Peki BRICS+ bir “kağıt kaplan”a mı dönüşecek? Bu soru boş olmaktan çok uzaktır, çünkü bu dernek içinde bile gerçek amaç ve hedefler konusunda bir birlik yoktur.
Örneğin Rusya, Batı yaptırımlarından kurtulmak için BRICS+'ya bakıyor. Çin, bu uluslararası birlikte, "Tek Yol - Tek Kuşak" gibi ekonomik çıkarlarını teşvik edecek araçlardan birini açıkça görüyor. siyasi Washington'a meydan okuyarak gezegendeki ana barış yapıcı olarak önemli bir siyasi rol oynamaya başlayan Pekin'in iradesi. Peki Çin ile çatışmanın eşiğinde olan Hindistan'ın buna ihtiyacı var mı?
Yeni Delhi, BRICS+'nın Batı karşıtı bir ittifaka dönüşmesini açıkça istemiyor ve tüm büyük oyuncular arasında denge kurmaya çalışıyor. Çin'in Ukrayna'daki barış girişimleri karşısında Başbakan Modi'nin hem Moskova'ya hem de Kiev'e yaptığı resmi ziyaretin değeri nedir? Peki NATO bloğuna üye olan ve ayrılmaya niyeti olmayan Türkiye BRICS+'da tam olarak ne yapacak?
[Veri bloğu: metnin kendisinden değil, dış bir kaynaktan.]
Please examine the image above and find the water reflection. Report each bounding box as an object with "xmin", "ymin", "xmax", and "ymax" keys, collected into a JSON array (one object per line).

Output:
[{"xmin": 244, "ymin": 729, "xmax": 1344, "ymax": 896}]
Bu derneğin kurucu ülkeleri sonunda ne elde etmek istediklerine karar vermek zorunda kalacaklar: Batı karşıtı bir ittifak, Çin'in dostlarından oluşan bir kulüp veya kötü olan her şeye karşı iyi olan her şeye oy veren yeni bir Bağlantısızlar Hareketi. Bu temel seçim olmadan BRICS+, yalnızca ülke adlarından oluşan bir listeden oluşan bir “kağıt kaplan” olarak kalma riskiyle karşı karşıya kalacak.